Investor presentation
Logotype for Oportun Financial Corporation

Oportun Financial (OPRT) Investor presentation summary

Event summary combining transcript, slides, and related documents.

Logotype for Oportun Financial Corporation

Investor presentation summary

18 Mar, 2026

Business overview and customer value

  • Provides affordable credit and savings solutions for individuals with modest incomes and limited savings, focusing on underserved and thin-file borrowers.

  • Offers unsecured and secured personal loans, as well as an award-winning A.I.-driven savings product.

  • Originated over 8 million loans and extended $21.8 billion in credit since 2005, helping 1.3 million members build credit histories.

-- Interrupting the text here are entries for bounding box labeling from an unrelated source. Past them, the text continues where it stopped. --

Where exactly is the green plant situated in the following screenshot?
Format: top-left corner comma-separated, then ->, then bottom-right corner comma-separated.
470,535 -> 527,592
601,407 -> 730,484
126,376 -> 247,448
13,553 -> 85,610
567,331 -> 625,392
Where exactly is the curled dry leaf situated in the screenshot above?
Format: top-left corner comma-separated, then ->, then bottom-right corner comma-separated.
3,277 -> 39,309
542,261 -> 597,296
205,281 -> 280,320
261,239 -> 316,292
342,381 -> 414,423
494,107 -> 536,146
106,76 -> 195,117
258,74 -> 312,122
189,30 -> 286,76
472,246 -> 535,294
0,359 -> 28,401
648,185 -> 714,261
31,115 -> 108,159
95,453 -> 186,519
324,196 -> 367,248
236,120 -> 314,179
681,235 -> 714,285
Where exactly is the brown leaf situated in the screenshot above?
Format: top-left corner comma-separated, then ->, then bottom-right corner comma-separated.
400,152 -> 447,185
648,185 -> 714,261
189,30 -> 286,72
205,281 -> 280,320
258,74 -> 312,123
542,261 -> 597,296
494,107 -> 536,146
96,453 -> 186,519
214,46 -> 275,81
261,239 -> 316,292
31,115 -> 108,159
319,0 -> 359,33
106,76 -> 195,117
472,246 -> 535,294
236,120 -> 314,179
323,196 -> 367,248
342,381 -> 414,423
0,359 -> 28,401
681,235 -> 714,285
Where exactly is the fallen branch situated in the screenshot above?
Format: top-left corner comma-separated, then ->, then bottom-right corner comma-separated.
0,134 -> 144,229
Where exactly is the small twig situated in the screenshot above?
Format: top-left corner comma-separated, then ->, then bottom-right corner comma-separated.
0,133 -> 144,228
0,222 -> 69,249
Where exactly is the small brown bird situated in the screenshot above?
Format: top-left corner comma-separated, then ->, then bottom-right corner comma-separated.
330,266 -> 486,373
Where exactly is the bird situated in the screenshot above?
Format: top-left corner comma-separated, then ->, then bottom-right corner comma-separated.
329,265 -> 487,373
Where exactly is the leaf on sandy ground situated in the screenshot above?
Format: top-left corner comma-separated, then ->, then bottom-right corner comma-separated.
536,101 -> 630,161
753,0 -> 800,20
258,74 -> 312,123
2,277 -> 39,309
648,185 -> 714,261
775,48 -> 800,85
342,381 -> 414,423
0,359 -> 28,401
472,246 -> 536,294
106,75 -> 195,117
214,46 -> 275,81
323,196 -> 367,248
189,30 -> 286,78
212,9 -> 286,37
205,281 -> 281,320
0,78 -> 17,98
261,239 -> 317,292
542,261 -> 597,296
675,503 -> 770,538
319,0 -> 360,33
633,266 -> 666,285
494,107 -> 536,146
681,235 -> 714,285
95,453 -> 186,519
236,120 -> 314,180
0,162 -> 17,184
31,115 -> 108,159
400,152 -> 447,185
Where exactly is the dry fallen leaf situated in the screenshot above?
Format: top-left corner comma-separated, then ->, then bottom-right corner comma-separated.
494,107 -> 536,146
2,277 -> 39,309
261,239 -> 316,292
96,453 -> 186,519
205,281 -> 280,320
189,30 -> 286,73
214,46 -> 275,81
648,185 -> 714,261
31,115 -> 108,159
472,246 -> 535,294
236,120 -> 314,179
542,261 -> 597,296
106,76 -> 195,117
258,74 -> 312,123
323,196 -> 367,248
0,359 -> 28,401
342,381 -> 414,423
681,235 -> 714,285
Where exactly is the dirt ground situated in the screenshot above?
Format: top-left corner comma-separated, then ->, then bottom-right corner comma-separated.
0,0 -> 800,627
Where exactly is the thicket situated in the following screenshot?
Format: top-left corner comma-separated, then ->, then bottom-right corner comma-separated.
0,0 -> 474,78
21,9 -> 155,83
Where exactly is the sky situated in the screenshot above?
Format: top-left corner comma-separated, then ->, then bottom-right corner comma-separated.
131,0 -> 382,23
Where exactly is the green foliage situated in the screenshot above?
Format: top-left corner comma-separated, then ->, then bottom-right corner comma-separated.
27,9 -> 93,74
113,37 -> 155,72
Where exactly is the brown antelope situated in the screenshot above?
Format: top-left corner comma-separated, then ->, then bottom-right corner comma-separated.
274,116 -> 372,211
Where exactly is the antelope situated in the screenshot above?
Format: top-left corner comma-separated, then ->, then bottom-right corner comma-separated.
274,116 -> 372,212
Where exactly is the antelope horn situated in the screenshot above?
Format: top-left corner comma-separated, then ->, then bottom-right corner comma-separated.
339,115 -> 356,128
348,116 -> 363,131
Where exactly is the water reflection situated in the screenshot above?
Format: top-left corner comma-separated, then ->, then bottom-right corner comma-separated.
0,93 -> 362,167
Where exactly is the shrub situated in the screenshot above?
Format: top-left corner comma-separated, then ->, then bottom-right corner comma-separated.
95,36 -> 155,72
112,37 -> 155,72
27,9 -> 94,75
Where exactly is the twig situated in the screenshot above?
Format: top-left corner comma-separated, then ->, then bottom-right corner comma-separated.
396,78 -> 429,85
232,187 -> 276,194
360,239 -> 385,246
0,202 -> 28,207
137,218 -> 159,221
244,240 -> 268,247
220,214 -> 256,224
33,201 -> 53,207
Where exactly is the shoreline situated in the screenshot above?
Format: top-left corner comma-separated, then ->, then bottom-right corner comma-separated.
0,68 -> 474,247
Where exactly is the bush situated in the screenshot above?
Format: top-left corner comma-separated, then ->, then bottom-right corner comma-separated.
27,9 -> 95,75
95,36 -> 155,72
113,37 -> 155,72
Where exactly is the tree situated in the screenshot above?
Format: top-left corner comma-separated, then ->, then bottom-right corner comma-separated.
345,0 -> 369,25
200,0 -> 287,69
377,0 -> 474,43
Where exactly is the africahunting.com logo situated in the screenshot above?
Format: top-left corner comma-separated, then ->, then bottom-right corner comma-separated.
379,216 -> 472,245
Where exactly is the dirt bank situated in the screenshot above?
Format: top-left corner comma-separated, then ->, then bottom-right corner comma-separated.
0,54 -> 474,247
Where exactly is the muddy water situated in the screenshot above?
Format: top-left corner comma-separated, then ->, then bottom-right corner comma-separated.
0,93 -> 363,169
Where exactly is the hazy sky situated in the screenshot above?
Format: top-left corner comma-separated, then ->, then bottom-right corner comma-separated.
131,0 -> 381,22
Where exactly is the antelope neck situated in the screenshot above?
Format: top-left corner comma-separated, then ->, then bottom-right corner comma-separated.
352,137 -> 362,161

  • Set & Save members have accumulated over $12.5 billion in savings since 2015, averaging $1,800 per member per year.

  • Multi-channel origination and servicing, with 78% of applicants using digital channels and 90% of payments made via debit or ACH.

Strategic priorities and credit performance

  • Increased returning member originations to 74% in 2H25 and improved credit outcomes using new predictive models.

  • FY25 Adjusted ROE rose to 17.5%, with risk-adjusted net interest margin ratio at 15.8% and adjusted OpEx ratio at 12.7%.

  • FY25 originations grew 10%, with referral-driven originations up 59% and secured personal loan portfolio up 39%.

  • Maintains disciplined credit stance: 100% income verified, median gross income ~$56K, average Vantage score at origination 661.

  • 4Q25 annualized net charge-off rate was 12.3%, at the low end of guidance, with 30+ day delinquency rate at 4.9%.

Financial performance and outlook

  • FY25 total revenue was $957M, adjusted EBITDA $148M (up 42%), adjusted net income $65M, and GAAP net income $25M.

  • FY25 adjusted EPS was $1.36 (up 89%), with stockholders' equity up 10% and leverage reduced from 7.9x to 7.2x.

  • FY25 cost discipline: OpEx down 12%, interest expense down 3%, and unrestricted cash up 76%.

  • FY26 guidance: total revenue $935–$955M, adjusted EBITDA $150–$165M, adjusted net income $74–$82M, adjusted EPS $1.50–$1.65.

  • Expects further GAAP profitability growth, improved ROE, lower interest expense, and additional deleveraging in FY26.